Contrary to that tag above, this post is by my good friend and semi-frequent guest blogger, Cristina White, who steps in to save the blog from going a full three months with no update – and contributes wit and wisdom, to boot. Thank you, Cristina! Welcome back!
On August 23rd, there was an earthquake on the East Coast. Although the 5.8 trembler affected people and places from Georgia to Canada, most of the news coverage I saw centered on Washington, D.C. For many people in that city, the quake was a first time experience.
The day before the quake marked another first for our capitol — the first monument on the National Mall dedicated to an African American. The Martin Luther King, Jr. Memorial is a massive granite sculpture inspired by a line from the Reverend’s “Dream” speech: “Out of the mountain of despair, a stone of hope.”

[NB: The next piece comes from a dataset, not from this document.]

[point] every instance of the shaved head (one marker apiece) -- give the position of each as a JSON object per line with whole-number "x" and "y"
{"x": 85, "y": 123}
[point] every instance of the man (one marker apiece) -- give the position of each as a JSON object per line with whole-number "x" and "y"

Was there some significance, I wondered, in this conjunction of events? Could an earthquake hard on the heels of this particular memorial mean that the mighty footprint of Reverend King would have an impact on our political representatives? Was it possible that the “stone of hope” would become real progress in Congress toward the common good?
I put the quake and the memorial together and dreamed this dream — that the spirit of Martin Luther King, all he believed in and stood for and worked toward — would shake our capitol and this Congress down to its roots, and the power of his vision would overwhelm the lobbyists and send a tremor through to the Republican soul. And in that shake up, we would actually see Republicans begin to work with Democrats to put people back to work and invest in our schools and in our nation.
That’s what I wanted this conjunction of the quake and the memorial to mean. Then along came Irene, and I found out that Michele Bachmann put the quake and the hurricane together and came up with another meaning: God is telling us to cut spending.
Maybe Bachmann’s conclusion differs from mine so completely because she didn’t figure the King Memorial into her equation. Or maybe it is simply that, as beauty is in the eye of the beholder, significance is in the mind, and political leaning, of the observer.
At the end of the day, I doubt that God is using natural or man-made events to talk to me or Michele Bachmann. The only difference between us is that my ruminations on the meaning of events are conversations I have with myself, while Michele Bachmann actually believes she’s getting messages from God. Just kidding.